DTL2020 commented 1 year ago

It looks I understand it - try that pre-release https://github.com/DTL2020/mvtools/releases/tag/r.2.7.45-fix1 . It is build from only fixed pinterf 2.7.45 sources so should be stable also. It not fixes completely (with current MSuper and its pel precision) but residual error should be now symmetrically distributed instead of single-sided twice more amplitude.

It looks general mvtools programming error with subsampled chroma formats: Unbiased integer division error having -0.5 mean error at the UV planes blocks requesting when size of UV planes < size of Y plane (and MVs base scale).

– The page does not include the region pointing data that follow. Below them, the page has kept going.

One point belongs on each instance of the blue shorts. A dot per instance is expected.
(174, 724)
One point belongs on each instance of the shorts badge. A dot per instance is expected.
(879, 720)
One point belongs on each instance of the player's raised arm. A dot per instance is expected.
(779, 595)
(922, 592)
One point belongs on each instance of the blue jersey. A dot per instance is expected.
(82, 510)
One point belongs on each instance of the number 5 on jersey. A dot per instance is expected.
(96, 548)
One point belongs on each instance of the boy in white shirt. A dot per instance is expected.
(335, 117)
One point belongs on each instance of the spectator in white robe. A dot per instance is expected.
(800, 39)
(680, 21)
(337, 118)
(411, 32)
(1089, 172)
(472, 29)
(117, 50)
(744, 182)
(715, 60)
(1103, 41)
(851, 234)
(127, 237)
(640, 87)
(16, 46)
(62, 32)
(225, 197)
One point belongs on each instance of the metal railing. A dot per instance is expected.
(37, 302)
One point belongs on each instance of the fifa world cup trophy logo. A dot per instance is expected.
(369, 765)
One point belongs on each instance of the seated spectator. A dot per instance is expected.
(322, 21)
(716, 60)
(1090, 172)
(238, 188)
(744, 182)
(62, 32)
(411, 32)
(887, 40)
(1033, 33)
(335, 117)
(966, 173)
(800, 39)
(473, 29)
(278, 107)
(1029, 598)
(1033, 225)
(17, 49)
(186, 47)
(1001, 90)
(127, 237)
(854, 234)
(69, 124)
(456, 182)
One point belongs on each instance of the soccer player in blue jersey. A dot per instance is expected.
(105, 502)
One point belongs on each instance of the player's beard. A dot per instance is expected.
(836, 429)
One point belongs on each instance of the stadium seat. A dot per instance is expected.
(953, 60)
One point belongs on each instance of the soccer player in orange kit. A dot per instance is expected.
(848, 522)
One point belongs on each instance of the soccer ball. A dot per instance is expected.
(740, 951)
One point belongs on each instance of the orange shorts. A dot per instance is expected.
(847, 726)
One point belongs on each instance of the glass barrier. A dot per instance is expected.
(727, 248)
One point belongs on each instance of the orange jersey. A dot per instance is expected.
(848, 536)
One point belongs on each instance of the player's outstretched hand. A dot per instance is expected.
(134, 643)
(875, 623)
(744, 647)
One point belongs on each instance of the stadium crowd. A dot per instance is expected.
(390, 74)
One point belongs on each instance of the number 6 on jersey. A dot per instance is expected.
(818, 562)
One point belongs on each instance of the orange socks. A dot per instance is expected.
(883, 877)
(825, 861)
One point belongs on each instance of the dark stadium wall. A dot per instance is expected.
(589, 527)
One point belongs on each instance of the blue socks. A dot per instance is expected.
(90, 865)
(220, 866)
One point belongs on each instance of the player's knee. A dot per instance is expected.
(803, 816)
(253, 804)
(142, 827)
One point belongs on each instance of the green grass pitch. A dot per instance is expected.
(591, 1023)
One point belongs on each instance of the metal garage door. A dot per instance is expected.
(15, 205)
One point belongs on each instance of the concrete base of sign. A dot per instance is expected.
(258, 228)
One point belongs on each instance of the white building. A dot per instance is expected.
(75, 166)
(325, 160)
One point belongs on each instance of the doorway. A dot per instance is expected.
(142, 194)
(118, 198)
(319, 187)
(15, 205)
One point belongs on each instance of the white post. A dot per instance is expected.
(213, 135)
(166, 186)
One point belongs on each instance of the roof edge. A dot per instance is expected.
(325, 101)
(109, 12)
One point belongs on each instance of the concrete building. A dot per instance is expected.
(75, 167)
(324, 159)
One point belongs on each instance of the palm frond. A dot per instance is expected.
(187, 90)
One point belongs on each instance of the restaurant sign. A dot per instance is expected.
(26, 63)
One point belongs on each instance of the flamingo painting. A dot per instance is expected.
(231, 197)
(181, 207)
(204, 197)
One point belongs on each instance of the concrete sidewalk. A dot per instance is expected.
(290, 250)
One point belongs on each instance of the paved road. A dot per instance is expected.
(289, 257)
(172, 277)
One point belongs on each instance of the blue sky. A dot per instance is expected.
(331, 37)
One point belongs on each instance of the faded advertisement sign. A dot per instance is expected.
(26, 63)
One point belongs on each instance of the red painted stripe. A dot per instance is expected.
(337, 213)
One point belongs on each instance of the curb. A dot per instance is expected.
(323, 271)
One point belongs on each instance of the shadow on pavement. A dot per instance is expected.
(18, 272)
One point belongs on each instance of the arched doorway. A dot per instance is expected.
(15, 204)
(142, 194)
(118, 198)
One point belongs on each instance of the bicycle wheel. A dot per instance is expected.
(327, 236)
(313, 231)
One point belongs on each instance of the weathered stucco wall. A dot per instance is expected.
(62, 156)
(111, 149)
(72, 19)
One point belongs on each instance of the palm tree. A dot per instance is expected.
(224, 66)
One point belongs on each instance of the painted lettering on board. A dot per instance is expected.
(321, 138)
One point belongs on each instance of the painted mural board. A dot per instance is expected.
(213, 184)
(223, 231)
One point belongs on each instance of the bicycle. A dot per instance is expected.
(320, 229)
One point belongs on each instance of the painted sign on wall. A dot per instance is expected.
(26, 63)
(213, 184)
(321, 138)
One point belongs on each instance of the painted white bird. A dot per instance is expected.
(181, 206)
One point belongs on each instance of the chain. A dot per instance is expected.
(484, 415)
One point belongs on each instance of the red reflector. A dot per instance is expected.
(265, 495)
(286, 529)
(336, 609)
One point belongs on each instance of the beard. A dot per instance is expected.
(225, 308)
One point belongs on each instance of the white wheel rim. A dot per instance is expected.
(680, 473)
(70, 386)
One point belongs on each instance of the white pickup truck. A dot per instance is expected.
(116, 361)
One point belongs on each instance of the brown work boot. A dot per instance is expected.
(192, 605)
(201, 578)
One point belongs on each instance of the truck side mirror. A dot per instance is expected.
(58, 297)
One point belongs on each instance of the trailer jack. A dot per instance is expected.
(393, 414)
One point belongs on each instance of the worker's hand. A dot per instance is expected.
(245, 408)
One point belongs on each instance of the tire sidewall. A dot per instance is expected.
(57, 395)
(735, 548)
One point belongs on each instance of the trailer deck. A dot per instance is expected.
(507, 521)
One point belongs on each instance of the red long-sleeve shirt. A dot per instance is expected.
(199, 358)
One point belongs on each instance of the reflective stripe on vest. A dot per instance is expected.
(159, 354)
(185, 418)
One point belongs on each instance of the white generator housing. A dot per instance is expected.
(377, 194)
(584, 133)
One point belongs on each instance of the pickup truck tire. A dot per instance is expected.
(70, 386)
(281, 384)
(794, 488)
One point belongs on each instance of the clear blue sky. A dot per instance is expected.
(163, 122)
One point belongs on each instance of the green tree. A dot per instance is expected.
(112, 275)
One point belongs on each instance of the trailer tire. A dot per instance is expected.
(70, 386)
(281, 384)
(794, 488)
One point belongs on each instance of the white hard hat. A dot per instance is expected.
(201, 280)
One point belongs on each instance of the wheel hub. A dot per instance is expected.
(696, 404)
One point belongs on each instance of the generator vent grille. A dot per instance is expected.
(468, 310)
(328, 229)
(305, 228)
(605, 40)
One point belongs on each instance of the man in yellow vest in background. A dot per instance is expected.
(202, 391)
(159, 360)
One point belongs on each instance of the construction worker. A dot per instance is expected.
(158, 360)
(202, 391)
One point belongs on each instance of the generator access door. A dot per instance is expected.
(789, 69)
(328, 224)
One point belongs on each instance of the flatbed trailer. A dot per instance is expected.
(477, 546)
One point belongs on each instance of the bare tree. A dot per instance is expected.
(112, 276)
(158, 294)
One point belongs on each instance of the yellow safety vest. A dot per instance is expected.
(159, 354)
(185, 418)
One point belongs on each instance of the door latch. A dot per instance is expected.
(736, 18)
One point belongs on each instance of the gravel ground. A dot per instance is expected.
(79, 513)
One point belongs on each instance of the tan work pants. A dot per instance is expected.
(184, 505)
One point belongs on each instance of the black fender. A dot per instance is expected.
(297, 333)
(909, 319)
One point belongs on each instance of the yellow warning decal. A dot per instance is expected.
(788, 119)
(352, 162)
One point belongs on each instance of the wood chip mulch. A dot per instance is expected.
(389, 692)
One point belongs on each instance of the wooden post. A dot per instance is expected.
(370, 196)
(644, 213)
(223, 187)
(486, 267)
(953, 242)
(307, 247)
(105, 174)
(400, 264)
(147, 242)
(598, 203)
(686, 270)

The fix in the pull-request - https://github.com/pinterf/mvtools/pull/60 . If testing is good - recommended for applying. It also fixes MAnalyse (may be MRecalculate too) and MDegrainX/N. All other mvtools better to be revised for the same issue. I.e. all GetPointer(x>>logxratioUV, y>>logyratioUV) calls to UV planes need to be fixed.

DTL2020 commented 1 year ago

Updated fix02 - https://github.com/DTL2020/mvtools/releases/tag/r.2.7.45-fix02 Found some error in MAnalyse for 4:2:2 and added chroma shift fix to MCompensate to use in QTGMC and other MC-denoise scripts based on MCompensate. As I understand this commit is auto-added to pull-request.

Also if merging this pull-request it is highly recommended to also port 'SuperCurrent' second optional input super-clip to MAnalyse - https://github.com/DTL2020/mvtools/blob/ba90ced487a42ba06ca14dee2522f424c115259e/Sources/MVAnalyse.cpp#L165 It is very simple addition and allow to use multi-generation MVs refinement with keeping unchanged source super clip and non-distorted reference. Its usage is simple in GetFrame - https://github.com/DTL2020/mvtools/blob/ba90ced487a42ba06ca14dee2522f424c115259e/Sources/MVAnalyse.cpp#L761

erazortt commented 1 year ago

fix02 works, and I can see that pixels are moved the other way, but its kind of hard to judge if the pixels are now nearer to where they should be. In fact it appears that that is now an overcorrection and just half the way would be perfect.

DTL2020 commented 1 year ago

"In fact it appears that that is now an overcorrection and just half the way would be perfect."

Yes - current fix only make error distribution symmetrical around best point. So maximum position error is now twice smaller. But to reach best point the more redesign of mvtools is required - the 2times more precision of super clip for UV planes (or 2more times precision runtime subshifting). So it only partial quick fix and not best possible solution. If it shows the progress to right way - some next version may finally have dual-pel super clip for subsampled formats (or with user-provided param for UV-plus_one_pel_level - easy enough for pel=1 and pel=2 and require addition of pel=8 processing for pel=4) and again redesigned GetPointer() function for finally accept full-precision blx. bly and Logx, Logy and making better precision fetching of block.

DTL2020 commented 1 year ago

Also possible workaround to increase spatial precision over current pel-limitations: Make enlarged version of input and process it with current available pel-precision. For example 2x enlarged source processed with pel=2 and after downsize back have processing precision equal to pel=4. Though performance in fps may be lower in compare with pel=4 processing in original size. But it can increase precision for currently not-implemented modes. For example pel=4 with YUV 4:2:0 still not have pel=8 for UV but it can be made with 2x upsized processing with pel=4.